The dome and eastern wall of the historical Şirvani Mosque, which is located next to the castle and is said to have been built in the 17th century, also partially collapsed, it added.
According to archaeological excavations, the castle was first built as a watchtower in the Roman period in II-IV centuries A.D and expanded over time.
It took its current form in between 527-565 A.D. during the period of Byzantine Emperor Justinian I, according to Turkish Museums, the official site of museums and archaeological sites in the country.
More than 500 people have been killed and some 3,000 others injured in Turkey and Syria after a magnitude 7.8 earthquake hit southern Turkey early Monday.
Rescuers are now frantically searching for survivors after the powerful quake shook the region, causing multiple aftershocks and sending tremors as far away as Lebanon and Israel.
Here’s what you need to know:
- Major disaster: The quake struck 23 kilometers (14.2 miles) east of Nurdagi in Turkey’s Gaziantep province, at a depth of 24.1 kilometers (14.9 miles), and is one of the strongest to hit the region in more than 100 years, the US Geological Survey (USGS) said.
- The victims: At least 284 people have died and more than 2,300 others were injured in Turkey, officials said. In neighboring Syria, at least 237 people died and 639 others were injured, state media reported, citing the Health Ministry.

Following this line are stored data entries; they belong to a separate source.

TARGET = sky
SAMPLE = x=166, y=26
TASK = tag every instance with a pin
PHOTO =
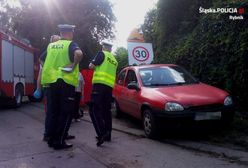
x=130, y=14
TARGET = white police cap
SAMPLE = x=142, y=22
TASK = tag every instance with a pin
x=66, y=28
x=107, y=43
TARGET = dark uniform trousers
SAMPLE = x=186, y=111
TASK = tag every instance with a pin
x=60, y=104
x=100, y=110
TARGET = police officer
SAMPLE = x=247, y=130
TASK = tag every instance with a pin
x=60, y=76
x=104, y=65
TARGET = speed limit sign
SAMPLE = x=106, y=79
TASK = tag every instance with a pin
x=140, y=53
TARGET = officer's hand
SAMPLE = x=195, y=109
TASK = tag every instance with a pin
x=37, y=94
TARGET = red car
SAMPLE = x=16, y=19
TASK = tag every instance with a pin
x=151, y=92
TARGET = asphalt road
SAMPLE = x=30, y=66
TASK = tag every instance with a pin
x=22, y=146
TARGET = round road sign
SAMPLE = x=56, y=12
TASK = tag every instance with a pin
x=140, y=53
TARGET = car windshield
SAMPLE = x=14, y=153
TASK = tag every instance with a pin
x=165, y=76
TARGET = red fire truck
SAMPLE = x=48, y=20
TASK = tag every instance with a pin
x=18, y=69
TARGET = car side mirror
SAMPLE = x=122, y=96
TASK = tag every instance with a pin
x=133, y=86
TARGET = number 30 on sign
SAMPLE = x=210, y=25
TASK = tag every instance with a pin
x=140, y=53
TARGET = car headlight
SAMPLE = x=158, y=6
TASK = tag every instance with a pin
x=173, y=107
x=228, y=101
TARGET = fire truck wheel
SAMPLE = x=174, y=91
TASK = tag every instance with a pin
x=18, y=96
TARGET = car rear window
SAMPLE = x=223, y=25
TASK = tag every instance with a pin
x=164, y=76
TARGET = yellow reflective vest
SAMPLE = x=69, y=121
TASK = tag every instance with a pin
x=106, y=72
x=57, y=58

USGS estimated the total death toll could reach as high as 10,000 people.
- Devastating aftermath: The Syrian American Medical Society (SAMS) said their hospitals in Syria “are overwhelmed with patients filling the hallways,” while the White Helmets, also known as the Syrian Civil Defense, declared the northwest of the country as a “disaster area.”
- Survivors’ accounts: Journalist Eyad Kourdi, who lives in Gaziantep, told CNN there were up to eight “very strong” aftershocks in under a minute after the quake. Dr. Mazen Kewara, SAMS Middle East director, said he was sheltering in his car with his family “in very very heavy weather” after the quake. They were sleeping “when we started to feel everything shaking around us,” he said.

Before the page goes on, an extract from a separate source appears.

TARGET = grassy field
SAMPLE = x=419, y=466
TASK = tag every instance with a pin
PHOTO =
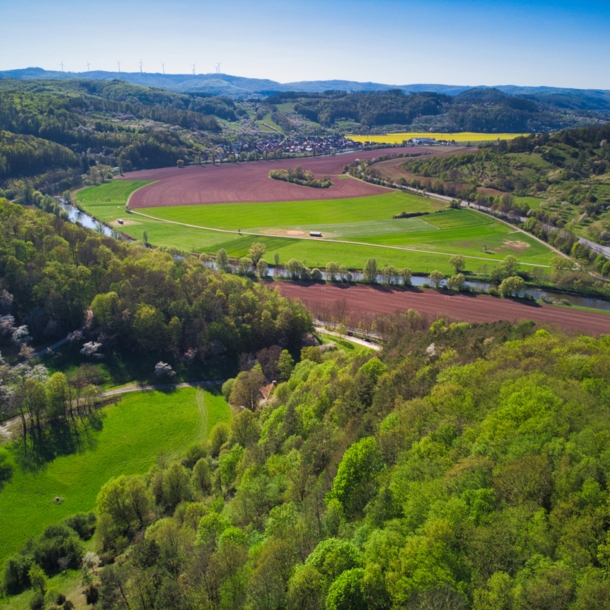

- Rescue efforts: The Netherlands and Israel are among countries to pledge support after Turkey’s disaster agency appealed for help from the international community. Meanwhile, nearly 1,000 search and rescue volunteers have been deployed from Istanbul to southern Turkey, officials said.
- Freezing conditions: Poor weather, including snow and sub-zero temperatures, is likely to hamper the rescue efforts as a cold and wet weather system moves through the region. Temperatures will drop Tuesday, with the low in Gaziantep expected to fall to -6 degrees Celsius (21 degrees Fahrenheit).
- Global support: Leaders from the US, India, Pakistan and Ukraine have offered condolences and pledged support following the disaster. White House National Security Adviser Jake Sullivan said the US was “profoundly concerned” about the destruction.